Abedi was not present in court after he sacked his legal team halfway through the trial and refused to leave his prison cell.
The Old Bailey in central London heard on Wednesday that he helped his brother to plan the “sudden and lethal” attack that wounded hundreds of people, many of them children, at the end of an Ariana Grande concert on May 22, 2017.
Mr Justice Jeremy Baker said that Abedi was in the court building but not in court.
"I have no power to direct that force be used to compel him to come into court,” Mr Baker said.
He said it was a "matter for Parliament, who pass legislation which prevents the court of making a whole-life order in the circumstances of this case".
Mr Baker said Abedi remained legally unrepresented.
Individual tragedy recounted in court
Claire Booth, who survived the attack, broke down in tears as she read her victim statement in court.
Her sister, Kelly Brewster, 32, from Sheffield, was killed in the blast.
"I'm sad I've lost my sister and my sidekick," Ms Booth said. "We spent a lot of time together.

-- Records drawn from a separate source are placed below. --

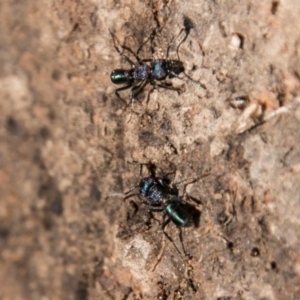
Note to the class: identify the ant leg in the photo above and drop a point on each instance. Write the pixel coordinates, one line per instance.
(160, 254)
(181, 241)
(133, 66)
(167, 87)
(169, 46)
(122, 89)
(188, 77)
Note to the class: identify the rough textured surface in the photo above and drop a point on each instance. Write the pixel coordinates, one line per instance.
(66, 141)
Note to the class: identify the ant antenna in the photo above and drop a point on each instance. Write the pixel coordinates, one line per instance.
(188, 25)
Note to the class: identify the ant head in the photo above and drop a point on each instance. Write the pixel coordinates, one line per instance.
(175, 66)
(121, 76)
(144, 185)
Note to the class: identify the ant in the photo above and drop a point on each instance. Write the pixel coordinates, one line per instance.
(157, 193)
(146, 71)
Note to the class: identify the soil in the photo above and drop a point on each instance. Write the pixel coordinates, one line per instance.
(228, 141)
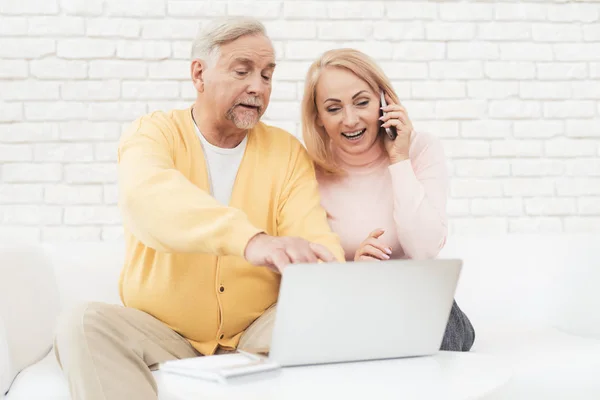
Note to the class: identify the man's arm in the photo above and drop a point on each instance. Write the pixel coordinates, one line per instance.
(166, 211)
(300, 212)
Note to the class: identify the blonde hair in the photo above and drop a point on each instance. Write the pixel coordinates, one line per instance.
(316, 140)
(221, 31)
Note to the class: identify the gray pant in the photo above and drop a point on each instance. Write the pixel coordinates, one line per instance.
(459, 335)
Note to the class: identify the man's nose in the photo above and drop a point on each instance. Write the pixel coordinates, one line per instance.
(256, 84)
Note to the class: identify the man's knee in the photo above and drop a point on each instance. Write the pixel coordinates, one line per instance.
(75, 325)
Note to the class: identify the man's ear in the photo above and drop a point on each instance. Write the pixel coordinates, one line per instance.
(198, 68)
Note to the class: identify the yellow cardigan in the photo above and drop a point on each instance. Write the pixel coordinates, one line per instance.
(184, 251)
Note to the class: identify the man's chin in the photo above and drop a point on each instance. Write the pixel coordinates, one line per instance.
(245, 123)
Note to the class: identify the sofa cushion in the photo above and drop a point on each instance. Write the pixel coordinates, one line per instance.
(87, 271)
(29, 304)
(5, 373)
(45, 380)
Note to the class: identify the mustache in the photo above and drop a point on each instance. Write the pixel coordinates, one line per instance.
(251, 101)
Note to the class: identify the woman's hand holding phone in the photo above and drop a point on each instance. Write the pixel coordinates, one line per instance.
(373, 248)
(396, 115)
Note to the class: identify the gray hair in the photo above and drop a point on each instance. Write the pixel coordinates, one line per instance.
(221, 31)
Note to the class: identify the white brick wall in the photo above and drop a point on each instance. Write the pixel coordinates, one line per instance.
(511, 88)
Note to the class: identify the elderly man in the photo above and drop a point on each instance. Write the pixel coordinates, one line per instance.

I struggle with feelings of guilt.
"Christmas and other family celebrations are just not the same any more. Since May 22, 2017, our family has not been the same. All our hearts are broken.
"It seems cruel that her life has been cut short. My dad has not been able to walk his daughter down the aisle, my mum can't take her shopping for a wedding dress.
"We will never see her grow old. As a family, we have been thrown into a world of chaos."
Salman and Hashem Abedi were born in Manchester to a family of Libyan-born refugees who fled to the UK to escape the government of Muammar Qaddafi.
Hashem Abedi and his father were arrested in Tripoli by a local armed group called the Special Deterrence Force after the attack, but the father was released soon after.
After two years of legal disputes, Abedi was extradited to the UK last year and now faces a lifetime in jail.